Es scheint länger her, als es in Wahrheit ist:
Vor den Nachrichtenbildern von sowjetischen Truppen, die aus Afghanistan abziehen,
prosten sich US-Amerikaner zu. Mit diesen Szenen bringt Mike Nichols gleich
zu Anfang seiner Politsatire "Der Krieg des Charlie Wilson" die guten
alten Zeiten des Kalten Kriegs in Erinnerung. Die Mudschaheddin waren die Helden
der Stunde, und von den Taliban war noch nicht die Rede. Unwillkürlich
erwartet man, dass der Film von diesen glorreichen Zeiten in die bittere Gegenwart
schwenkt, aber weit gefehlt: Es geht noch weiter zurück, bis in jene ferne
Epoche um das Jahr 1980 herum, als die Welt noch nicht mal so genau wusste,
wo Kabul eigentlich liegt, geschweige denn, was Mudschaheddin sind.
Damals also sitzt Titelgestalt Charlie Wilson, gespielt
von Tom Hanks, im Whirlpool, umgeben von nackten Damen, in der Hand einen Drink.
Dann fällt sein Blick auf einen Fernsehschirm, wo ein mit Turban bekleideter
Dan Rather aus dem fernen Land berichtet, in das soeben die Sowjets einmarschiert
sind. Gleich am nächsten Tag, diesen Eindruck erweckt zumindest der Film,
geht der Kongressabgeordnete Wilson in sein Büro, checkt die Tickermeldungen
und erhöht den Etat für verdeckte Waffenhilfe nach Afghanistan auf
5 Millionen Dollar. So macht Charlie Wilson diesen Krieg zu dem seinen. Ein
paar Hinterzimmergespräche und Drinks später sind es schon 50 Millionen.
Und nach weiteren Treffen in dunklen Bars in Israel und mit finsteren Herrschern
in Pakistan bringt er es am Ende auf gut 1 Milliarde Dollar.

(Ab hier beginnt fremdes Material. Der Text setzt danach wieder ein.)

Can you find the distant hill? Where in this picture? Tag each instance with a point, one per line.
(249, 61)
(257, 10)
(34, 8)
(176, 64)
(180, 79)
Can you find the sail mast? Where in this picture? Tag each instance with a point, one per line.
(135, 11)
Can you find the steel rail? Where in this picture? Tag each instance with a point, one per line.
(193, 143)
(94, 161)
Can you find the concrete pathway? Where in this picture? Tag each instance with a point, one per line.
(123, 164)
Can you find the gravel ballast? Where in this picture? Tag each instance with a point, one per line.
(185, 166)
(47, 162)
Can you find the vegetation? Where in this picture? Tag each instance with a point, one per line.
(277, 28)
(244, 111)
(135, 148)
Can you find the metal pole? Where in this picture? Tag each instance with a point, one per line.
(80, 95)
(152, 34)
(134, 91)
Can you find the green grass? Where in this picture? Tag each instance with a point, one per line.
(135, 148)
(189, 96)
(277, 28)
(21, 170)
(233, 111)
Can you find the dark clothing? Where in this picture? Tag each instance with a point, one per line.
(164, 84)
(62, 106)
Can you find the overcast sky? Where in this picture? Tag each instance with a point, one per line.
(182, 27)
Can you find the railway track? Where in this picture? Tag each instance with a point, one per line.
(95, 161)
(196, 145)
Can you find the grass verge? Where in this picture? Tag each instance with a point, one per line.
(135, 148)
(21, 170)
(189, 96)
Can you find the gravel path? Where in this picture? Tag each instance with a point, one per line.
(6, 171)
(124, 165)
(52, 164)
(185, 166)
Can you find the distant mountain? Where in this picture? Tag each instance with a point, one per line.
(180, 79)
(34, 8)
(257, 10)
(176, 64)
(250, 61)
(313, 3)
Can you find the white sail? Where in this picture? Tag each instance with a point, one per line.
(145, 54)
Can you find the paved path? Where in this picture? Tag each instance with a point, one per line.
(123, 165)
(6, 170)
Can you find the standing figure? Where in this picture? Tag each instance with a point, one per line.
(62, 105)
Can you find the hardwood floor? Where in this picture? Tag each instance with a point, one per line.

Im Prinzip erzählt der Film eine wahre Geschichte.
Als Quelle gibt er George Criles Wilson-Biografie an, aus der die Welt zum ersten
Mal erfahren konnte, dass nicht etwa der republikanische Präsident Reagan
die "letzte heiße Schlacht des Kalten Kriegs" gewann, sondern
ein demokratischer Abgeordneter aus Texas, bekennender Whiskytrinker und Schürzenjäger.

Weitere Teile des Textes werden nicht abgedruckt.